Non è possibile regredire a condizioni meno favorevoli
La direttiva UE 2022/2041 non consente la riduzione dei livelli di tutela di cui già usufruiscono i lavoratori degli Stati membri in materia di salari minimi.
Ciascuno Stato ha la facoltà di applicare oppure introdurre norme volte ad un miglioramento della disciplina generale. Ovvero, ogni Paese è libero di aumentare i salari minimi legali secondo proprie politiche attuative.
Gli Stati potranno determinare le specifiche sanzioni nei casi di violazione dei diritti e degli obblighi per quanto concerne l’applicazione della direttiva europea. Le eventuali sanzioni devono essere effettive, proporzionate e dissuasive.
I passi successivi alla direttiva UE
In Italia per legge sono previste le pensioni minime, ma non è invece mai stata istituita una soglia minima per i salari, tutelati soprattutto dalla contrattazione tra le parti sociali. Secondo le stime del CNEL (Consiglio Nazionale dell’Economia e del Lavoro), il 98% dei lavoratori e il 99% delle aziende sono coperte dalla contrattazione collettiva.
A livello europeo in 21 dei 27 Stati membri sono previste delle retribuzioni salariali minime e la direttiva ha proprio lo scopo di allargare questa platea. Oltre che in Italia, il salario minimo non esiste in Svezia, Finlandia, Danimarca, Austria e Cipro.
A seguito dell’approvazione della direttiva UE, i Paesi dovranno recepirne il testo entro 2 anni. Qualora uno Stato membro non ottemperasse, la Commissione ha la possibilità di avviare la procedura d’infrazione e rivolgersi alla Corte di Giustizia dell’Unione Europea.
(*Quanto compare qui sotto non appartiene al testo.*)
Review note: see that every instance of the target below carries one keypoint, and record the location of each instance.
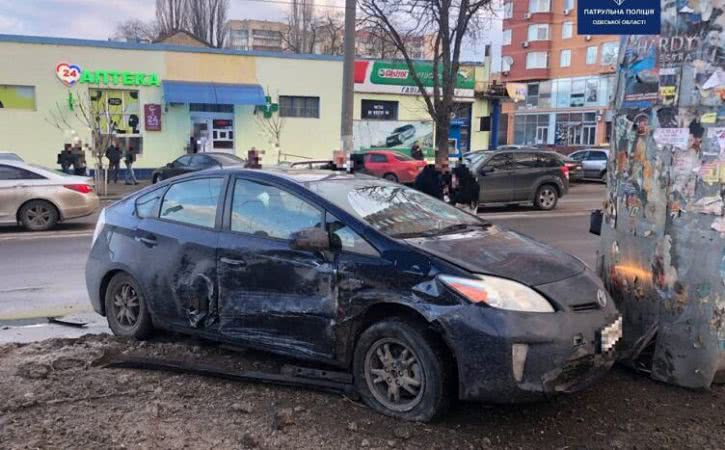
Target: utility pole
(348, 84)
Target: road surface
(42, 274)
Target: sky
(97, 19)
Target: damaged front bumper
(506, 356)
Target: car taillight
(565, 171)
(82, 188)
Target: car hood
(504, 253)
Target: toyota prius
(422, 303)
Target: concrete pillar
(662, 252)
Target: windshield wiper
(440, 231)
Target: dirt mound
(53, 396)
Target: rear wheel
(400, 371)
(546, 197)
(126, 310)
(38, 215)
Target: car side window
(183, 161)
(498, 162)
(267, 211)
(193, 202)
(345, 238)
(525, 161)
(147, 205)
(580, 156)
(16, 173)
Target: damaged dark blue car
(420, 302)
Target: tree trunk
(442, 144)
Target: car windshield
(228, 160)
(395, 210)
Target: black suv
(520, 176)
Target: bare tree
(80, 111)
(330, 32)
(448, 21)
(206, 20)
(301, 35)
(172, 15)
(135, 30)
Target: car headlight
(498, 293)
(99, 225)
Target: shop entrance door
(213, 132)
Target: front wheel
(126, 310)
(400, 371)
(546, 197)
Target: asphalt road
(42, 274)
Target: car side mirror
(313, 239)
(595, 222)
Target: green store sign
(398, 74)
(70, 74)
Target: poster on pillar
(392, 135)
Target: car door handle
(149, 241)
(233, 262)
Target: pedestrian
(416, 152)
(65, 159)
(113, 154)
(129, 159)
(429, 182)
(465, 188)
(78, 160)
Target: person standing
(129, 159)
(113, 154)
(416, 152)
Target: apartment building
(255, 35)
(568, 78)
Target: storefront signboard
(70, 74)
(152, 117)
(396, 78)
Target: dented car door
(179, 249)
(271, 295)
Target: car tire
(547, 196)
(38, 215)
(393, 355)
(126, 309)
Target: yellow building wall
(309, 137)
(28, 133)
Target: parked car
(521, 176)
(576, 171)
(192, 163)
(10, 156)
(39, 198)
(594, 162)
(416, 299)
(400, 135)
(391, 165)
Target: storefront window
(299, 106)
(531, 129)
(576, 129)
(120, 107)
(17, 97)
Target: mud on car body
(420, 301)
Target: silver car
(594, 162)
(38, 198)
Negli ultimi anni dai partiti di sinistra sono state avanzate differenti proposte legislative sul tema, mentre i partiti di centro-destra sono sempre stati più freddi, non ritenendo necessarie nuove leggi e preferendo affidarsi alla tutela della contrattazione collettiva. Il problema del salario minimo è ancora oggi molto dibattuto e il nuovo governo Meloni avrà il prossimo biennio per adeguarsi.